Only 3 months late International Exynos models use Android 10, but the US has to wait.Samsung is starting a slow and arduous process of updating flagship smartphones to the latest Android version, Android 10. According to SamMobile , it’s just the beginning of the release of Android 10 for Samsung, starting with Exynos-based Galaxy S10 in Europe and Asia, including Germany, Korea, the UK, India, Poland, and Spain.

With the release of Android 10 on September 3 and the first update on November 28, Samsung took 86 days to start building a stable Android 10 build on the user base. Nevertheless, Samsung still had a long way to release Android 10 to everyone with the Galaxy S10. Samsung Exynos SoCs are available for devices in Europe, Africa, and most of Asia, while Qualcomm Snapdragon SoCs are available for devices in North America, South America, and China. So far only Exynos devices have been updated.
If Samsung follows last year’s update, it will take 40 more days for devices in the U.S. to receive an update, which requires a Qualcomm build of Samsung software and a US carrier’s approval and “validation”. Samsung’s direct “unlocked” customers get the worst end of the update stick and usually get the update at the end. In 2018, unlocked customers had to wait for an update for 55 days after their first rollout. For the sake of history, Samsung’s roadmap shows “January” as the Android 10 update period for the Galaxy S10, but it doesn’t state any SoC or carrier issues.

Samsung is actually improving compared to last year. The company took 141 days for the first shipment of the 2018 Android update, the Android 9 Pie, to the flagship Galaxy S9 in 2018. Samsung, which took three months to deliver OS updates in 2019, may not sound impressive, but it’s a big improvement for Samsung. Recent core OS changes, such as Project Treble, have made Google easier to update Android, and these improvements will help Samsung.

In the Android update, Samsung is still the worst major supplier. Google offers a one-day update to the Pixel line, and other vendors like OnePlus now do it a few weeks late. Even if Samsung completes the release of Android 10 next month (which will be a huge improvement), it’s still far behind the competition. We’re slowly improving the entire ecosystem until we post a blog post about Project Treble as we update. In July 2018, just before Android 9 Pie was released, only 8.9% of devices were in the previous version, Android 8 Oreo. When Android 10 was released this year, 22.6% of the ecosystem was created with the older version of Android 9 Pie.
Samsung prefers its style as a competitor to Apple, but the company doesn’t even try to compete with Apple’s iPhone support package, which includes one-time OS updates per day and major OS updates for five years. Samsung takes 3-6 months to provide OS updates and only for 2 years. Apple’s excellent support means the phone’s resale value is much higher than any Android device, including Samsung’s flagship.

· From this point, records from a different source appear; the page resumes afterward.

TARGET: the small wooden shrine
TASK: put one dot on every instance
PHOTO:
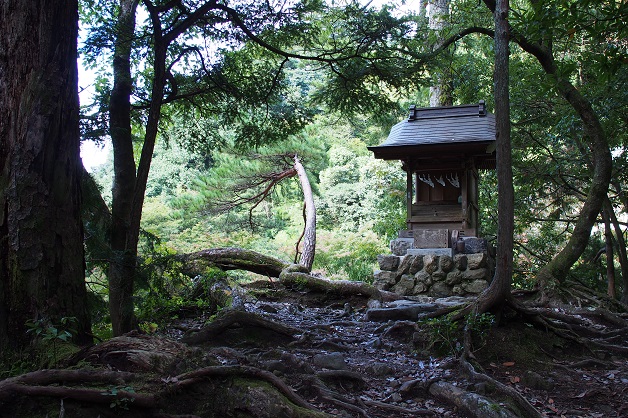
(441, 150)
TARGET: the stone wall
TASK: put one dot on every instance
(433, 275)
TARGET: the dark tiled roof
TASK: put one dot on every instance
(459, 127)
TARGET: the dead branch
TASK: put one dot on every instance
(246, 371)
(231, 258)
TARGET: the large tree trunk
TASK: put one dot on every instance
(309, 234)
(499, 289)
(41, 237)
(124, 254)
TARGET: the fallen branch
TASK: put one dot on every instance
(241, 318)
(193, 377)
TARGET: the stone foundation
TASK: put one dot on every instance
(434, 275)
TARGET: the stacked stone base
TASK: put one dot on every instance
(434, 275)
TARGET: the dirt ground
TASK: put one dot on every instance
(394, 363)
(323, 350)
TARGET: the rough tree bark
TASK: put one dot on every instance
(621, 248)
(610, 259)
(441, 94)
(309, 231)
(601, 161)
(499, 290)
(122, 264)
(41, 236)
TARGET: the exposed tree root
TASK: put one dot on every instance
(42, 383)
(327, 395)
(471, 404)
(193, 377)
(335, 287)
(240, 318)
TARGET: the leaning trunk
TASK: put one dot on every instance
(441, 93)
(610, 263)
(42, 272)
(309, 234)
(499, 289)
(123, 257)
(621, 249)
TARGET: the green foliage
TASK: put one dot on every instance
(447, 336)
(56, 336)
(119, 402)
(348, 255)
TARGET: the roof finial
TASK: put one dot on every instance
(482, 108)
(412, 112)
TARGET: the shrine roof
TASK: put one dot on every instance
(468, 129)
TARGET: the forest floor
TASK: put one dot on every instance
(343, 365)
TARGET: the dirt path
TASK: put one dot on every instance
(381, 369)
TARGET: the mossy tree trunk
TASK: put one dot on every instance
(41, 235)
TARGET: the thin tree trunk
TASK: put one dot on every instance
(499, 289)
(124, 257)
(441, 94)
(621, 249)
(610, 264)
(42, 268)
(309, 235)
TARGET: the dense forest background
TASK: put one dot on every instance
(209, 108)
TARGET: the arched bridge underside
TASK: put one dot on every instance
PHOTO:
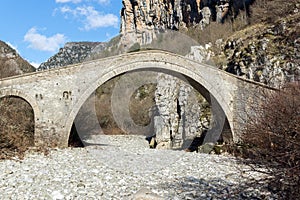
(57, 95)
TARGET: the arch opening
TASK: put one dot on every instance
(97, 96)
(17, 125)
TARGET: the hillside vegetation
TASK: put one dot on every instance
(16, 115)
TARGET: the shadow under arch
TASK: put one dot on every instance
(151, 65)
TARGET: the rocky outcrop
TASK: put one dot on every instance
(11, 62)
(71, 53)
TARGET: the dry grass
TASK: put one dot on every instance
(272, 139)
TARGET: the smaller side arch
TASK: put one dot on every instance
(17, 93)
(30, 101)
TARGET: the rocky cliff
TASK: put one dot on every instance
(11, 62)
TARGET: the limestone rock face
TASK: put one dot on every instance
(142, 19)
(267, 55)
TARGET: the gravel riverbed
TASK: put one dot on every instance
(123, 167)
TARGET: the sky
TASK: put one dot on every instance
(38, 28)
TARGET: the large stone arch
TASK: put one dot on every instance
(153, 64)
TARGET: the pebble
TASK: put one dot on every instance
(123, 167)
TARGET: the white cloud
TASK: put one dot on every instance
(70, 1)
(35, 64)
(42, 42)
(92, 18)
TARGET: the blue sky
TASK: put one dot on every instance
(38, 28)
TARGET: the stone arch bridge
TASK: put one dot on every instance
(57, 95)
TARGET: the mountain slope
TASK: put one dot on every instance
(11, 63)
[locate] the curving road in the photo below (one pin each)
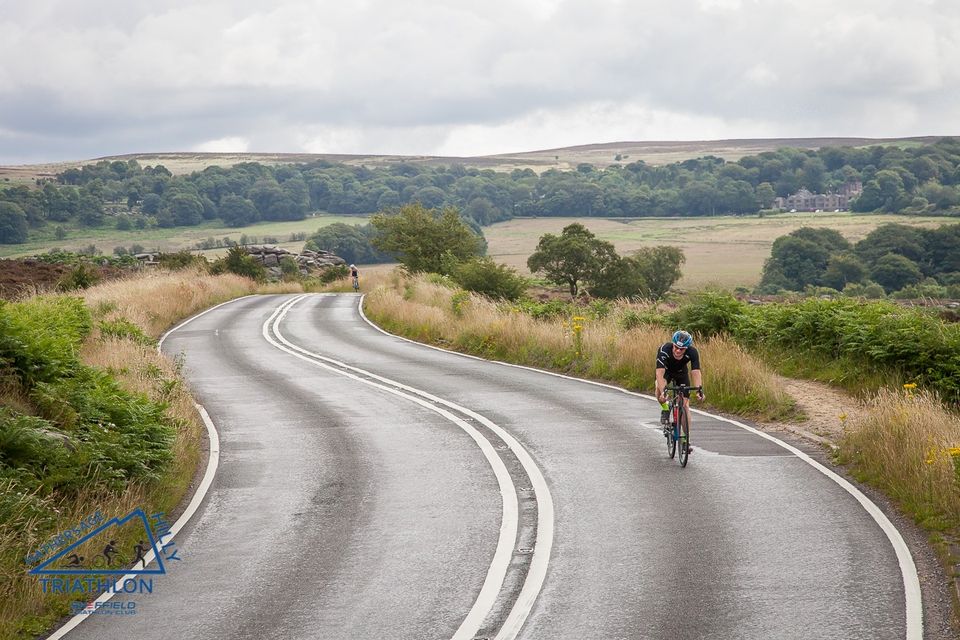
(370, 487)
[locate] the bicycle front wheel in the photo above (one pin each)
(684, 437)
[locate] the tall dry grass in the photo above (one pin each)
(901, 442)
(156, 300)
(599, 349)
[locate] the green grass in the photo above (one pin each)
(725, 251)
(174, 239)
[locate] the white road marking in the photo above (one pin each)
(908, 570)
(510, 517)
(213, 461)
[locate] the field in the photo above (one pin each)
(172, 239)
(727, 250)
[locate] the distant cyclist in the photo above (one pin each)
(672, 359)
(355, 277)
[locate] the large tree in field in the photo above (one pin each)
(426, 240)
(572, 257)
(800, 258)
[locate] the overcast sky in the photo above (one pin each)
(83, 79)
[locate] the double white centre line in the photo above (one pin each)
(494, 591)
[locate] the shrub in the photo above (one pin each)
(40, 338)
(82, 276)
(289, 268)
(241, 263)
(484, 276)
(181, 260)
(336, 272)
(709, 313)
(121, 328)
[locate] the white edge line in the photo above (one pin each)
(509, 522)
(908, 570)
(213, 461)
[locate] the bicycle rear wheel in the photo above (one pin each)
(684, 437)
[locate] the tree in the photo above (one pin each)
(660, 268)
(186, 209)
(829, 239)
(890, 238)
(649, 273)
(794, 263)
(893, 272)
(843, 269)
(483, 275)
(765, 195)
(151, 204)
(425, 240)
(572, 257)
(13, 224)
(241, 263)
(350, 242)
(238, 212)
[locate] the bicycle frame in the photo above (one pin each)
(676, 440)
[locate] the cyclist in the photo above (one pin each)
(355, 276)
(672, 359)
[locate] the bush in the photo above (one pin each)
(82, 276)
(123, 329)
(334, 273)
(241, 263)
(709, 313)
(881, 336)
(929, 288)
(40, 338)
(289, 268)
(181, 260)
(484, 276)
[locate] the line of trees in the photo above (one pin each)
(919, 179)
(895, 257)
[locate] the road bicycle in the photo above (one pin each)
(678, 429)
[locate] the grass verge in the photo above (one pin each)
(594, 345)
(126, 318)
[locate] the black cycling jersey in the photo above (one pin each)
(677, 369)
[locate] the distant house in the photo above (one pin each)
(804, 200)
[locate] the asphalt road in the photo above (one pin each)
(344, 510)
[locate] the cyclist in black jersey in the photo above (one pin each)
(672, 360)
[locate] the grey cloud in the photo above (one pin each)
(119, 74)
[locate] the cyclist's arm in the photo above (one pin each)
(695, 377)
(697, 380)
(661, 383)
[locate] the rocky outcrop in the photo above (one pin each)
(309, 262)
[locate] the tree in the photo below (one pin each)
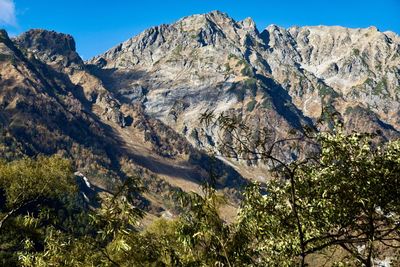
(341, 191)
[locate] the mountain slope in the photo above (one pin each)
(279, 78)
(137, 106)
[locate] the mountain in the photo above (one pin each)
(136, 108)
(279, 78)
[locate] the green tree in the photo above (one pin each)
(341, 190)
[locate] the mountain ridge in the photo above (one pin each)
(138, 105)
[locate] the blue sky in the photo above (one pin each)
(97, 25)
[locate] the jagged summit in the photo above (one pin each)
(50, 46)
(143, 98)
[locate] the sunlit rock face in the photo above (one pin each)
(278, 78)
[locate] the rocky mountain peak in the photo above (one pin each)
(54, 48)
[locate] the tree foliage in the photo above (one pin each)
(340, 193)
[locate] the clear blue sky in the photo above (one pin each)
(97, 25)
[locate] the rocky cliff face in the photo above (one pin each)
(138, 105)
(278, 78)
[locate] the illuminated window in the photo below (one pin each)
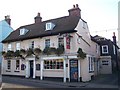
(60, 42)
(91, 63)
(17, 46)
(105, 49)
(47, 43)
(31, 45)
(8, 64)
(17, 64)
(23, 31)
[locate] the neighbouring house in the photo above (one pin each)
(56, 48)
(5, 30)
(107, 59)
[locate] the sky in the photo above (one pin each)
(101, 15)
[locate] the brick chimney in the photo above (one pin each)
(114, 38)
(38, 18)
(75, 11)
(7, 19)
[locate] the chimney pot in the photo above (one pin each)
(38, 18)
(113, 33)
(38, 14)
(75, 11)
(77, 5)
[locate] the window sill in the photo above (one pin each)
(8, 71)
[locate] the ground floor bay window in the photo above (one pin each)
(53, 64)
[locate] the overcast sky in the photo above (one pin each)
(101, 15)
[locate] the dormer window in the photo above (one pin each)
(49, 26)
(23, 31)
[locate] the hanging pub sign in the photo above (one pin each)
(67, 42)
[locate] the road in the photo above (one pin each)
(103, 81)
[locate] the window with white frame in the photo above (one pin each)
(31, 45)
(60, 41)
(91, 63)
(23, 31)
(105, 62)
(17, 46)
(8, 64)
(97, 49)
(9, 46)
(105, 49)
(17, 64)
(47, 43)
(53, 64)
(49, 26)
(84, 25)
(114, 49)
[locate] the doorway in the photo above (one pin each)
(31, 68)
(73, 70)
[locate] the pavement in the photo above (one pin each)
(100, 81)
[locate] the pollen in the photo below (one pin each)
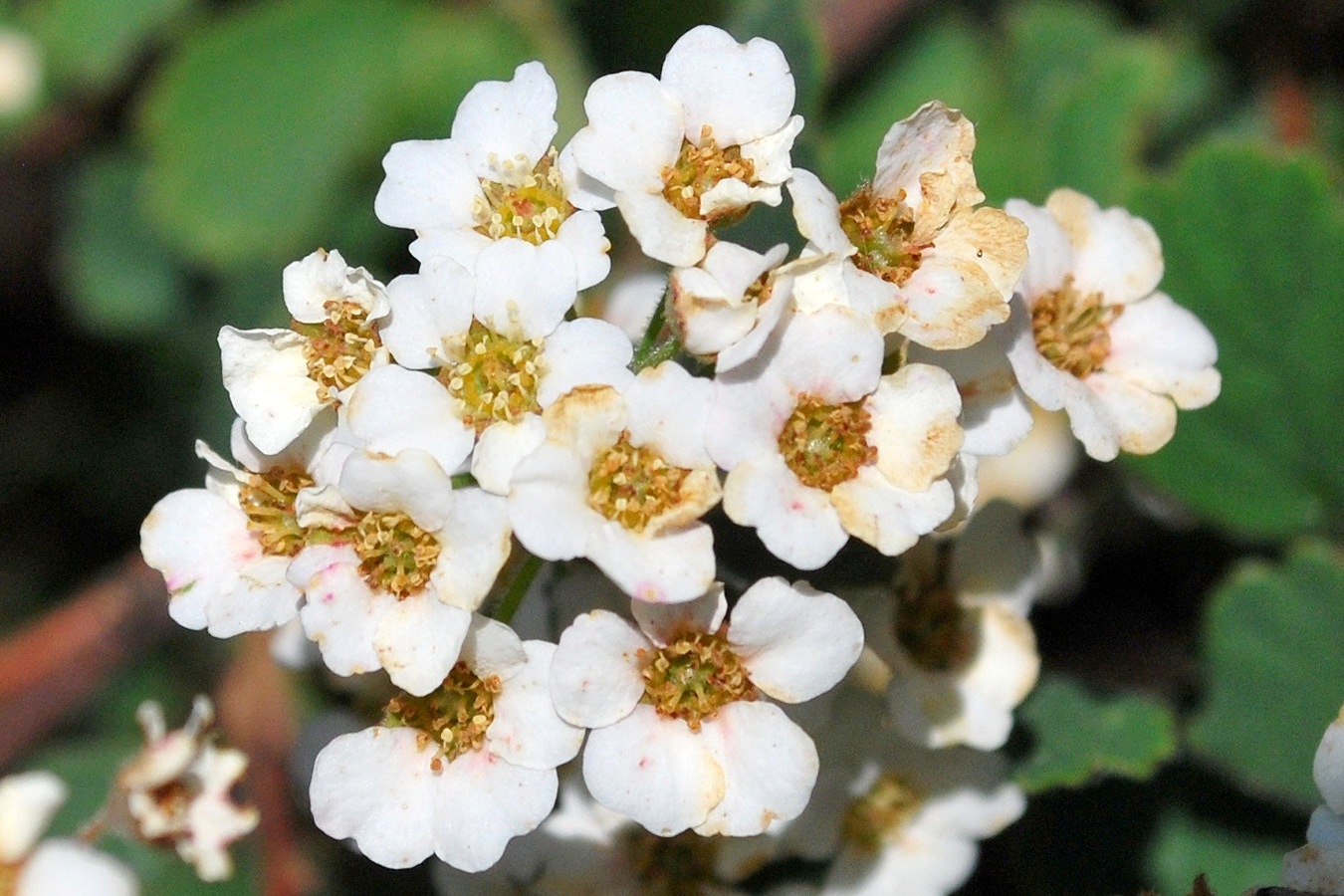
(495, 376)
(268, 499)
(882, 227)
(453, 718)
(698, 169)
(394, 554)
(1071, 330)
(340, 348)
(531, 208)
(825, 445)
(633, 485)
(694, 676)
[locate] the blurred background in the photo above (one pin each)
(163, 160)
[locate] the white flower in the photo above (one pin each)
(498, 179)
(955, 633)
(924, 262)
(396, 587)
(622, 480)
(58, 866)
(1091, 336)
(503, 348)
(176, 791)
(280, 379)
(818, 445)
(225, 550)
(454, 773)
(680, 737)
(692, 149)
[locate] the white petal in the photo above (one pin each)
(795, 642)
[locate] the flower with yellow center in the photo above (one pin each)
(683, 735)
(821, 446)
(622, 479)
(457, 772)
(1093, 336)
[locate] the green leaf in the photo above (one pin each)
(1252, 243)
(272, 114)
(1232, 860)
(1079, 735)
(118, 274)
(1274, 673)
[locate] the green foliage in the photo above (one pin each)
(1252, 247)
(1274, 673)
(1079, 735)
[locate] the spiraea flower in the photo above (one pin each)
(622, 479)
(176, 791)
(1094, 337)
(280, 379)
(56, 866)
(500, 348)
(394, 588)
(456, 772)
(498, 179)
(225, 550)
(682, 734)
(692, 149)
(955, 633)
(924, 261)
(818, 445)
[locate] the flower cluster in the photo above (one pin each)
(409, 456)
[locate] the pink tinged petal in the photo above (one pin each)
(429, 187)
(376, 787)
(392, 408)
(741, 91)
(268, 383)
(795, 523)
(633, 131)
(418, 639)
(523, 291)
(481, 802)
(795, 642)
(74, 868)
(663, 233)
(500, 448)
(653, 770)
(508, 119)
(583, 235)
(583, 352)
(664, 622)
(595, 672)
(914, 425)
(527, 731)
(769, 768)
(817, 214)
(887, 518)
(1114, 253)
(1164, 348)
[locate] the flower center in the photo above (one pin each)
(531, 208)
(1071, 330)
(496, 376)
(694, 676)
(882, 813)
(340, 348)
(633, 485)
(825, 445)
(453, 718)
(680, 865)
(698, 169)
(880, 229)
(394, 554)
(268, 499)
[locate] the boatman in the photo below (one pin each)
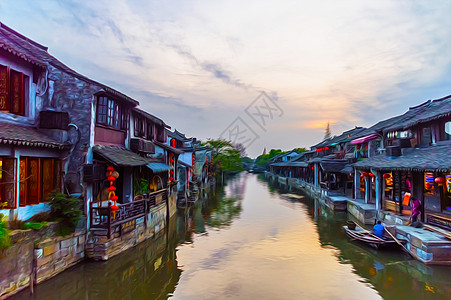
(378, 229)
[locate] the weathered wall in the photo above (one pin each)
(17, 263)
(56, 254)
(103, 248)
(75, 96)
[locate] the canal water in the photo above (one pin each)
(251, 240)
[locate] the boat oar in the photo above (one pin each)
(370, 233)
(398, 242)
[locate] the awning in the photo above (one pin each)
(184, 164)
(331, 166)
(158, 167)
(16, 134)
(432, 159)
(168, 148)
(120, 156)
(301, 164)
(364, 139)
(347, 169)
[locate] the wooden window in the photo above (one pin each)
(12, 90)
(150, 131)
(7, 183)
(4, 88)
(102, 103)
(38, 178)
(136, 126)
(111, 113)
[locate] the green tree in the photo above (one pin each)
(262, 160)
(225, 156)
(327, 134)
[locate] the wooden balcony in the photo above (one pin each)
(104, 218)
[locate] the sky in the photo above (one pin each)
(203, 66)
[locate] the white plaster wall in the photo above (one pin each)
(20, 65)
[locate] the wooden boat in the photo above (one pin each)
(368, 238)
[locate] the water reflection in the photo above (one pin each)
(246, 240)
(392, 273)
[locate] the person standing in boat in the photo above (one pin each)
(416, 210)
(378, 229)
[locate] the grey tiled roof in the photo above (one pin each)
(34, 53)
(434, 158)
(26, 136)
(430, 110)
(121, 156)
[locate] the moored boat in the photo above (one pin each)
(368, 238)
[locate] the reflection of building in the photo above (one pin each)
(374, 172)
(61, 131)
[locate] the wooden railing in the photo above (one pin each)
(104, 218)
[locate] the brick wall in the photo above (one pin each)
(36, 256)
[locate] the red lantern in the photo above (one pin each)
(439, 180)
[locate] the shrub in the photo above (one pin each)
(5, 241)
(67, 211)
(33, 225)
(40, 217)
(15, 223)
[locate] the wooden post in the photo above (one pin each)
(109, 220)
(378, 176)
(356, 184)
(145, 212)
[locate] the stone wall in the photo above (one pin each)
(36, 255)
(75, 96)
(428, 247)
(54, 255)
(100, 247)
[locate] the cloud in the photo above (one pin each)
(198, 66)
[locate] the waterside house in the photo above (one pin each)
(62, 131)
(372, 172)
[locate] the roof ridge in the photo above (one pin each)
(9, 29)
(420, 105)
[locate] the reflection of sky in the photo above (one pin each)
(270, 252)
(205, 61)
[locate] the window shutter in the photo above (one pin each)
(23, 182)
(33, 181)
(8, 179)
(48, 181)
(17, 93)
(4, 88)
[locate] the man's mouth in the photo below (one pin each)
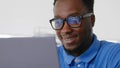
(69, 39)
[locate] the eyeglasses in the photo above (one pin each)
(72, 21)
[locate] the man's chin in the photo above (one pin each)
(69, 50)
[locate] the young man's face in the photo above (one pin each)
(72, 38)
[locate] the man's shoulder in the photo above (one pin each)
(109, 49)
(109, 45)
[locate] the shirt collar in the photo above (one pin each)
(87, 56)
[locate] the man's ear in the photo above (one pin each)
(93, 20)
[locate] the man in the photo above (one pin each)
(73, 23)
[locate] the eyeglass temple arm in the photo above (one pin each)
(88, 14)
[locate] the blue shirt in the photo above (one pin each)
(101, 54)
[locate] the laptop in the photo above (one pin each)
(28, 52)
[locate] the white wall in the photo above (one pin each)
(26, 17)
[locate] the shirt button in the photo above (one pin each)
(78, 65)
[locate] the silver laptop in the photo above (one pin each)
(29, 52)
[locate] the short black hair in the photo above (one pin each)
(89, 4)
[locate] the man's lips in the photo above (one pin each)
(69, 39)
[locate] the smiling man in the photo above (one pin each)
(73, 22)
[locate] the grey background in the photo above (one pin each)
(31, 17)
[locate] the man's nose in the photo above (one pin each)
(66, 28)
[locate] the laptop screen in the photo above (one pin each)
(29, 52)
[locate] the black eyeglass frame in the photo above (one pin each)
(65, 19)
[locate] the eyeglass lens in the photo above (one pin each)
(72, 22)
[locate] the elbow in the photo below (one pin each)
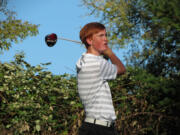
(121, 71)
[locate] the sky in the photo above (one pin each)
(63, 17)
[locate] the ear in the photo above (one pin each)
(89, 41)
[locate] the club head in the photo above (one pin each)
(51, 39)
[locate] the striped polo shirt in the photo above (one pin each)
(92, 75)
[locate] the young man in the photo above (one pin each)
(93, 71)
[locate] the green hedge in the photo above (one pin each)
(34, 101)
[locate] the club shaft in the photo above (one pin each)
(70, 40)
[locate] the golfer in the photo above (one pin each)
(93, 72)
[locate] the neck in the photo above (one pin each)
(91, 50)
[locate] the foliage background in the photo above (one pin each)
(34, 101)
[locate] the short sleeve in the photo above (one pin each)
(108, 71)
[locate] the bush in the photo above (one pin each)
(34, 101)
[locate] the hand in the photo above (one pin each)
(107, 52)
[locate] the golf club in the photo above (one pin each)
(51, 40)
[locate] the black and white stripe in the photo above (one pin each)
(92, 74)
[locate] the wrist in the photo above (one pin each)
(108, 52)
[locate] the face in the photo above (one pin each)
(99, 41)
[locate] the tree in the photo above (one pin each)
(153, 26)
(12, 29)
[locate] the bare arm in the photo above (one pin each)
(115, 60)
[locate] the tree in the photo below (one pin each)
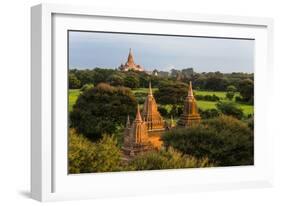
(230, 92)
(171, 93)
(73, 81)
(87, 157)
(167, 159)
(102, 110)
(230, 108)
(246, 89)
(224, 140)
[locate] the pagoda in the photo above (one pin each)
(130, 64)
(136, 136)
(190, 114)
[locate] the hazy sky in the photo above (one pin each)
(109, 50)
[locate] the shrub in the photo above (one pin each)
(101, 110)
(167, 159)
(230, 108)
(87, 157)
(212, 98)
(224, 140)
(73, 81)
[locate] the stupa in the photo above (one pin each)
(130, 64)
(136, 136)
(190, 114)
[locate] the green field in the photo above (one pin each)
(72, 98)
(247, 109)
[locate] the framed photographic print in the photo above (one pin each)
(137, 102)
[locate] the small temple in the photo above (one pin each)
(190, 114)
(145, 132)
(136, 136)
(130, 64)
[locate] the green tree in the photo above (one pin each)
(230, 92)
(230, 108)
(224, 140)
(74, 82)
(87, 157)
(246, 89)
(167, 159)
(102, 109)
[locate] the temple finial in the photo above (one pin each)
(128, 124)
(150, 90)
(190, 91)
(138, 116)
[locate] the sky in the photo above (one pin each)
(109, 50)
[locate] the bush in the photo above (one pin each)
(224, 140)
(167, 159)
(87, 157)
(230, 108)
(163, 111)
(102, 110)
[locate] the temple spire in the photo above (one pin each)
(138, 116)
(190, 91)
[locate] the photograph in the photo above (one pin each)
(141, 101)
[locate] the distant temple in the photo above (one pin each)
(190, 114)
(130, 64)
(145, 132)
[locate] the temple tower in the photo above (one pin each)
(150, 113)
(190, 114)
(136, 136)
(130, 64)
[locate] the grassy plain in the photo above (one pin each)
(247, 109)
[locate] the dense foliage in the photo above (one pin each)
(87, 157)
(102, 110)
(224, 140)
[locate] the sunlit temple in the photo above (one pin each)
(130, 64)
(190, 114)
(145, 132)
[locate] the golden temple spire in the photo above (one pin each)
(150, 90)
(138, 116)
(190, 91)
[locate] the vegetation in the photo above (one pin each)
(100, 100)
(224, 140)
(167, 159)
(102, 110)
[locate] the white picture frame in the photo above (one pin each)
(49, 178)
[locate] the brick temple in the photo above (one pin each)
(130, 64)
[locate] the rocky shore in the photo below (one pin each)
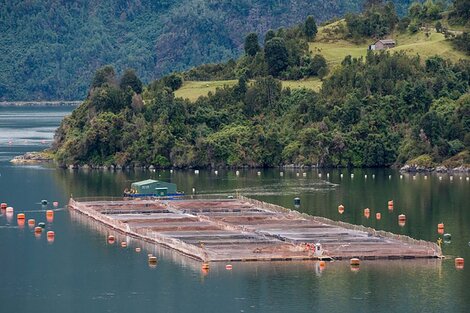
(410, 168)
(32, 158)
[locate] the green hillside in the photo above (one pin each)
(51, 48)
(335, 48)
(192, 90)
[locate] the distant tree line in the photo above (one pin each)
(371, 112)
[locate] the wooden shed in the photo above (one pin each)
(383, 44)
(154, 188)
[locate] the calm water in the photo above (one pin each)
(79, 272)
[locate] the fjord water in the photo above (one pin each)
(80, 272)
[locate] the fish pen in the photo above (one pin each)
(244, 229)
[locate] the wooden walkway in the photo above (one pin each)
(247, 230)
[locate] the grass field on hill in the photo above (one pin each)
(330, 44)
(194, 89)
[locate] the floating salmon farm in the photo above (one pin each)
(244, 229)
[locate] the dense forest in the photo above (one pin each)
(384, 109)
(51, 48)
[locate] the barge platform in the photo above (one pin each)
(244, 229)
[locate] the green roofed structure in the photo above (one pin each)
(151, 187)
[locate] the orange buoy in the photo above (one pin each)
(20, 223)
(401, 220)
(152, 261)
(50, 216)
(354, 264)
(111, 239)
(459, 262)
(50, 236)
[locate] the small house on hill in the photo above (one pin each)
(383, 44)
(153, 187)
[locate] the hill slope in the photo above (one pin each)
(50, 48)
(336, 49)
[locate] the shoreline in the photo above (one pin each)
(40, 157)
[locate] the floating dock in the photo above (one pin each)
(245, 229)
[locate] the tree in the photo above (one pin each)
(415, 10)
(310, 28)
(276, 55)
(105, 74)
(318, 66)
(130, 79)
(270, 34)
(368, 4)
(251, 44)
(173, 81)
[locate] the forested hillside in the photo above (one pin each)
(49, 49)
(384, 108)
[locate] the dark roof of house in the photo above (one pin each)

Samsung can apply skins to Android to add new user-level features and changes, but generally it doesn’t add new system-level APIs, security enhancements, or key system changes. This requires Google and major Android updates, and this year Android 10 offers a new gesture navigation system, a much more modular and easier update via Project Mainline, new notification panel features like smart response and focus mode, and new emoji. Numerous privacy and security changes, such as scoped storage, will limit media stack hardening for apps that can access other app data, more granular privacy controls, and malicious files.